Nouvelle démonstration de force en vue ? Dimanche, le président Vladimir Poutine a annoncé que la flotte russe allait se doter « dans les prochains mois » d’un missile de croisière hypersonique Zircon qui « ne connaît aucun obstacle ».

La Flotte russe « est capable d’infliger une riposte foudroyante à tous ceux qui décideront de porter atteinte à notre souveraineté et liberté », a assuré le chef du Kremlin, lors d’une parade navale à Saint-Pétersbourg (nord-ouest), en soulignant que ses équipements militaires « font l’objet d’un perfectionnement permanent ».

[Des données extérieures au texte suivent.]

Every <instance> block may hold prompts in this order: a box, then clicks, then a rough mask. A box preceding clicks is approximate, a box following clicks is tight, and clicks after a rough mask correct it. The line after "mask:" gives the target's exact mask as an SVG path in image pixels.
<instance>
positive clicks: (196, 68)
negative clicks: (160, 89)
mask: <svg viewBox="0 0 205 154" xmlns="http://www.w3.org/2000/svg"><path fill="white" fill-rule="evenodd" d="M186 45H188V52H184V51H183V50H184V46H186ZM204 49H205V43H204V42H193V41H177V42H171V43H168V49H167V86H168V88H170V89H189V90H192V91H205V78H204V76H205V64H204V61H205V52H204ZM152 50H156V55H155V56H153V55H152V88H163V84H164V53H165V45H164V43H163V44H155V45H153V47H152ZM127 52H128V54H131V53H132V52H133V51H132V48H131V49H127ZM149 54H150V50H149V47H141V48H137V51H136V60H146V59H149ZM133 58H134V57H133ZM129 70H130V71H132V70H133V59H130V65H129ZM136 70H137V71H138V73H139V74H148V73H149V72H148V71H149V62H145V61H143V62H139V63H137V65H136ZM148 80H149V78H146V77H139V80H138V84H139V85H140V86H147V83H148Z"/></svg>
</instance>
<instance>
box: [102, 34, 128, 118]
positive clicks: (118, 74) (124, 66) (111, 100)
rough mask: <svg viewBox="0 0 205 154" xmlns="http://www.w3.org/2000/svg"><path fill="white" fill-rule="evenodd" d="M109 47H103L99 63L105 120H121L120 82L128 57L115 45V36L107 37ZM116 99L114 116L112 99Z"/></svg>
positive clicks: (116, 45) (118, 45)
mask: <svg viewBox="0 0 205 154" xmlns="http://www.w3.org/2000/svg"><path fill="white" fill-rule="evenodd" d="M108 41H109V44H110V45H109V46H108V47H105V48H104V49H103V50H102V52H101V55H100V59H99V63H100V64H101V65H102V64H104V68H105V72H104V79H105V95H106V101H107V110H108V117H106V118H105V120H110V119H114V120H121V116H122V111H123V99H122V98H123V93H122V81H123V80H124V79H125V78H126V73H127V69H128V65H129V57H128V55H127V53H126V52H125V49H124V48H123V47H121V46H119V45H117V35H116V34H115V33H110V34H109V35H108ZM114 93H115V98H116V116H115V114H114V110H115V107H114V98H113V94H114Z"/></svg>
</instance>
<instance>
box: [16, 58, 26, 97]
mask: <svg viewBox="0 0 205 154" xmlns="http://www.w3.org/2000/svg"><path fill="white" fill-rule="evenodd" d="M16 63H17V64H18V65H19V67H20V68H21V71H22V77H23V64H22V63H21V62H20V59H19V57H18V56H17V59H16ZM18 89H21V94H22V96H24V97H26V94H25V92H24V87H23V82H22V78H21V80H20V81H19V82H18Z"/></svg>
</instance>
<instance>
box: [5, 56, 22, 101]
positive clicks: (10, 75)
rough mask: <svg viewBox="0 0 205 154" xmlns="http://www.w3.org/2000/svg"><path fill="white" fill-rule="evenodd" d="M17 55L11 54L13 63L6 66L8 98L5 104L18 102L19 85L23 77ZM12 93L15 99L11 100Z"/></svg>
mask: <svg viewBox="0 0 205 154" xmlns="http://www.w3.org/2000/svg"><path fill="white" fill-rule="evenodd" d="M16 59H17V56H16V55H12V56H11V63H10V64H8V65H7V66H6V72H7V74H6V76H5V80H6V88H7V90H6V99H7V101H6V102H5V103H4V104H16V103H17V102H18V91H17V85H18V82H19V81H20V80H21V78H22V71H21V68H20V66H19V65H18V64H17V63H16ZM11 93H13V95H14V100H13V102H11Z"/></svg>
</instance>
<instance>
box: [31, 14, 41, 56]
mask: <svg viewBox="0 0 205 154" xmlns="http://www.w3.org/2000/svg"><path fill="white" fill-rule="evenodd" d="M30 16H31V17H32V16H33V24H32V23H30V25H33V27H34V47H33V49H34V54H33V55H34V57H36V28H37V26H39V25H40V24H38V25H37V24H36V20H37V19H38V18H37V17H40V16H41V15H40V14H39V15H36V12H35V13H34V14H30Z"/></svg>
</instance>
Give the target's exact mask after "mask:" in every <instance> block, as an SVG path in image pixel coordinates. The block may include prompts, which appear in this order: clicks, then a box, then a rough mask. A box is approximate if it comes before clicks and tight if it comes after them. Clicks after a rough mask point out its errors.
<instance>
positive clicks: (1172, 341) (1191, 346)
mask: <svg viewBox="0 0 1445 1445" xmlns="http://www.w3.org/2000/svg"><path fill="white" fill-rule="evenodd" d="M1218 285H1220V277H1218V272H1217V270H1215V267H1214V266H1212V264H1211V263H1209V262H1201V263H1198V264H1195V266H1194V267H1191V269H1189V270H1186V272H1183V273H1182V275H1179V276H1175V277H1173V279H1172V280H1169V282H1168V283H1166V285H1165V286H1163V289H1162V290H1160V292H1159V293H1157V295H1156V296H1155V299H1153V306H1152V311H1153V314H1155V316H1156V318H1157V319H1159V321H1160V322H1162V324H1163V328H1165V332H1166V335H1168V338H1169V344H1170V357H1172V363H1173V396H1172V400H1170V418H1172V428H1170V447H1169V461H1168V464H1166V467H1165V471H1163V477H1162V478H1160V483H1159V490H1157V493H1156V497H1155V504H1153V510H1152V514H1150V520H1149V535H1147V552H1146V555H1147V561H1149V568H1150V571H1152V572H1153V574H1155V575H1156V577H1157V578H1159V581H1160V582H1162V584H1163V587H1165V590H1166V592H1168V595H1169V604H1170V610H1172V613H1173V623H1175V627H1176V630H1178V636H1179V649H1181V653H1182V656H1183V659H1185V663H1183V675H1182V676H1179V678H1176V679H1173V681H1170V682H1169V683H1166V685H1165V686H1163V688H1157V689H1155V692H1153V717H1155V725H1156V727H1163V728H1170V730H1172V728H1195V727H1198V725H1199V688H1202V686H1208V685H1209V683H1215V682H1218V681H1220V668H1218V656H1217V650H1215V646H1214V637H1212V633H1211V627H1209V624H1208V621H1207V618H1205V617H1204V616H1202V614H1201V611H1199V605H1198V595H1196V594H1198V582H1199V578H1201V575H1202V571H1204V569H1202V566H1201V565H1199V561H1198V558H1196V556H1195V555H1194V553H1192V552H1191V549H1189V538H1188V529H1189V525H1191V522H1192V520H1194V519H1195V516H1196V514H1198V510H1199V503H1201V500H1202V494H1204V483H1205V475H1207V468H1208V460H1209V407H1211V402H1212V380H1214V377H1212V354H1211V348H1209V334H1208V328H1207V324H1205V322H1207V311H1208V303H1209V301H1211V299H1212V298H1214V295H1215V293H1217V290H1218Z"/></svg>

Des armes « invincibles » selon la Russie

D’une portée maximale d’environ mille kilomètres, les missiles de croisière Zircon appartiennent à une famille de nouvelles armes développées par la Russie et que M. Poutine qualifie d’« invincibles ». Leurs essais sont effectués depuis octobre 2020.

Selon Vladimir Poutine, la frégate Amiral Gorchkov sera le premier bâtiment russe à être équipé de ces missiles, alors que la zone de déploiement de ce navire sera choisie en fonction des « intérêts de sécurité de la Russie ». « La Patrie est une notion sacrée pour nous tous, et la défendre est un devoir et le sens de la vie pour chacun de nous », a ajouté le maître du Kremlin.

Une parade et une attaque

Dimanche, Vladimir Poutine a supervisé la parade navale à Saint-Pétersbourg qui a réuni plus de 40 navires et sous-marins et environ 3.500 militaires dans cette ancienne capitale impériale à l’occasion de la Journée de la Flotte russe, largement célébrée à travers le pays.

A Sébastopol, en Crimée annexée par la Russie, les festivités ont cependant été annulées après une attaque au drone qui a visé dimanche matin l’état-major de la Flotte russe de la mer Noire faisant six blessés.

L’attaque a été imputée par les autorités locales aux « nationalistes ukrainiens », au moment où la Russie fait face à une contre-offensive ukrainienne dans la région de Kherson, située non loin de la Crimée. L’Ukraine a démenti son implication dans cette attaque.